Aerith laughs. It's a pleasant sound. "I know that, silly. So what do you do here for Shinra?"
That is a difficult question to answer. He hasn't had consistent responsibilities yet. His position is unique, given the circumstances. So he says nothing. He's already shared too much.
"Secretive, huh?"
She seems in brighter spirits. He almost smiles.
Then the door clicks open. Cloud stands at attention, eyes averted from the specimen. Aerith goes into the far corner of her cell.
"Well, now," the professor says, sauntering in. The pockets on his lab coat sag heavy. "Looks like you aren't useless after all."
Then he turns toward Aerith, grinning. A surge of protective desire fills Cloud. He doesn't want the professor touching her. She'd gotten into his head somehow.
"Take her to the lab in the west wing," Hojo instructs Cloud. He keys something into the electronic instrument panel on the side of the cage and smoke fills her chamber.
Cloud's chest tightens. "What is that?" he asks in alarm.
Aerith begins coughing, choking. She falls to the ground.
Hojo chuckles. "A pleasant slumber," he says, watching her suffer.
Cloud has to force himself not to act. Think of Tifa, the plan tonight. He can't get distracted. He can't help everyone.
Aerith is unconscious, and the professor keys in another sequence to clear the smoke from the room. Then the glass wall lowers into the floor. Cloud steps within to check on her. Her skin is warm and soft, her pulse rapid. He lifts her up.
"First laboratory," Hojo specifies with a lengthy glare. "West wing. I think you know the way."
Hojo's cellphone buzzes. He answers in a brusk tone, arguing with whoever is on the other line.
Cloud carries Aerith to the exit. Her head falls against his chest, and he spots something shiny tucked in the knot of the ribbon in her hair. A materia. It's pale in color. It lodges free as he shifts her weight and meanders down his arm. He catches it, stumbling a bit to conceal it's discovery from Hojo. Something about this materia makes him not want to release it.
"I don't care about the execution!" Hojo snaps over the phone. "My work is more important than public appearances."
The word stops Cloud in his tracks. The professor has turned away, hand thrust in his pocket, shoulders hunched.
"Just say I'm busy. Why do I need to be on camera with you lot?" Then he straightens, clears his throat, and hangs up. He shoots Cloud a vicious look. "What are you still doing here? Secure the specimen in lab one. Like I said. I have to take care of something upstairs, but I'll be back before she wakes up."
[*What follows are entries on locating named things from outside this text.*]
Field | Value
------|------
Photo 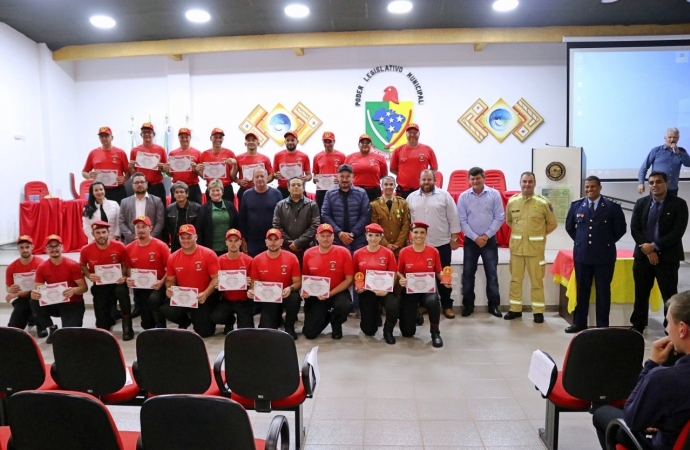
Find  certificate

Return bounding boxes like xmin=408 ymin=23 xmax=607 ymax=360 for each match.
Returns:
xmin=136 ymin=152 xmax=161 ymax=170
xmin=93 ymin=170 xmax=117 ymax=187
xmin=130 ymin=269 xmax=158 ymax=289
xmin=204 ymin=162 xmax=226 ymax=179
xmin=37 ymin=281 xmax=69 ymax=306
xmin=94 ymin=264 xmax=122 ymax=285
xmin=168 ymin=156 xmax=192 ymax=172
xmin=302 ymin=275 xmax=331 ymax=298
xmin=314 ymin=175 xmax=336 ymax=191
xmin=364 ymin=270 xmax=395 ymax=292
xmin=12 ymin=271 xmax=36 ymax=292
xmin=170 ymin=286 xmax=199 ymax=308
xmin=218 ymin=270 xmax=247 ymax=291
xmin=254 ymin=281 xmax=283 ymax=303
xmin=280 ymin=163 xmax=304 ymax=180
xmin=405 ymin=272 xmax=436 ymax=294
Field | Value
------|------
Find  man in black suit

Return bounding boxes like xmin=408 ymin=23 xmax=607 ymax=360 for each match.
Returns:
xmin=630 ymin=171 xmax=688 ymax=333
xmin=565 ymin=176 xmax=627 ymax=333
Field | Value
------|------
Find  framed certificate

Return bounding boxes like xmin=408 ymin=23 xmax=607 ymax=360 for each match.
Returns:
xmin=364 ymin=270 xmax=395 ymax=292
xmin=302 ymin=275 xmax=331 ymax=297
xmin=405 ymin=272 xmax=436 ymax=294
xmin=254 ymin=281 xmax=283 ymax=303
xmin=218 ymin=270 xmax=247 ymax=291
xmin=130 ymin=269 xmax=158 ymax=289
xmin=170 ymin=286 xmax=199 ymax=308
xmin=94 ymin=264 xmax=122 ymax=286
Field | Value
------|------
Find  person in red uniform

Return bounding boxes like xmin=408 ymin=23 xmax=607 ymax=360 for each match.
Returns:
xmin=391 ymin=123 xmax=438 ymax=199
xmin=196 ymin=128 xmax=237 ymax=202
xmin=302 ymin=223 xmax=355 ymax=340
xmin=5 ymin=235 xmax=48 ymax=337
xmin=247 ymin=228 xmax=302 ymax=340
xmin=161 ymin=225 xmax=218 ymax=337
xmin=353 ymin=223 xmax=400 ymax=344
xmin=81 ymin=127 xmax=129 ymax=205
xmin=125 ymin=216 xmax=170 ymax=330
xmin=31 ymin=234 xmax=87 ymax=344
xmin=273 ymin=131 xmax=311 ymax=198
xmin=237 ymin=133 xmax=273 ymax=209
xmin=312 ymin=131 xmax=345 ymax=211
xmin=345 ymin=134 xmax=388 ymax=202
xmin=398 ymin=222 xmax=450 ymax=347
xmin=163 ymin=128 xmax=201 ymax=204
xmin=129 ymin=122 xmax=168 ymax=206
xmin=79 ymin=220 xmax=134 ymax=341
xmin=211 ymin=228 xmax=254 ymax=328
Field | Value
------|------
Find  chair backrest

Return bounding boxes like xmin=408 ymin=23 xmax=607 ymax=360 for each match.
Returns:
xmin=51 ymin=328 xmax=127 ymax=397
xmin=24 ymin=181 xmax=49 ymax=202
xmin=8 ymin=391 xmax=124 ymax=450
xmin=134 ymin=328 xmax=212 ymax=395
xmin=140 ymin=395 xmax=255 ymax=450
xmin=225 ymin=328 xmax=300 ymax=404
xmin=0 ymin=327 xmax=46 ymax=395
xmin=563 ymin=328 xmax=644 ymax=403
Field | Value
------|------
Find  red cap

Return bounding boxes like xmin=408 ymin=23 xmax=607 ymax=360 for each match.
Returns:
xmin=177 ymin=225 xmax=196 ymax=234
xmin=316 ymin=223 xmax=333 ymax=234
xmin=132 ymin=216 xmax=152 ymax=226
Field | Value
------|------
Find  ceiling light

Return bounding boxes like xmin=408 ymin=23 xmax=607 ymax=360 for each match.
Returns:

The execution. Cloud hears it echoing in his head.
"Everything okay, professor?" he asks, nonchalant.
Hojo sighs. "Yes, yes. I guess the Turks got whatever information they needed during interrogation because the damn timelines sped up on those stupid terrorists. Now my very important work is being interrupted for a couple of lousy cameras."
"Oh." Cloud keeps his voice steady, but his heart is hammering. He squeezes the materia in his palm, holding Aerith tighter. "Are you going...far?"
"Eh, just to the President's suite. Marketing thinks its best to do these things on company property…" Hojo trails off, scribbling something onto a notepad from his pocket. "Yes, yes, I think it won't upset my timeline too much…" He strolls away, absorbed in a new thought.
Cloud's mind is frantic. He must get up there. He must stop that execution. He is supposed to have more time with Tifa!
The woman in his arms is his first priority, though. The professor ascends in the elevator, muttering to himself, and Cloud steps faster through the cold west labs. His keycard pops open the first door, and he secures Aerith on the metal table. For a moment, he doesn't want to leave her. He puts the materia in his pocket, figuring it would be safer with him, then he locks the door behind him, leaving her alone in the operating chamber.
He doesn't know how he will save Tifa. He doesn't even have his sword. Weapons access was rescinded when he lost Public Safety credentials. He has no plan, but pure adrenaline and the thought of losing a part of his past forever fuels his resolve. He will make it to her. He will keep his promise.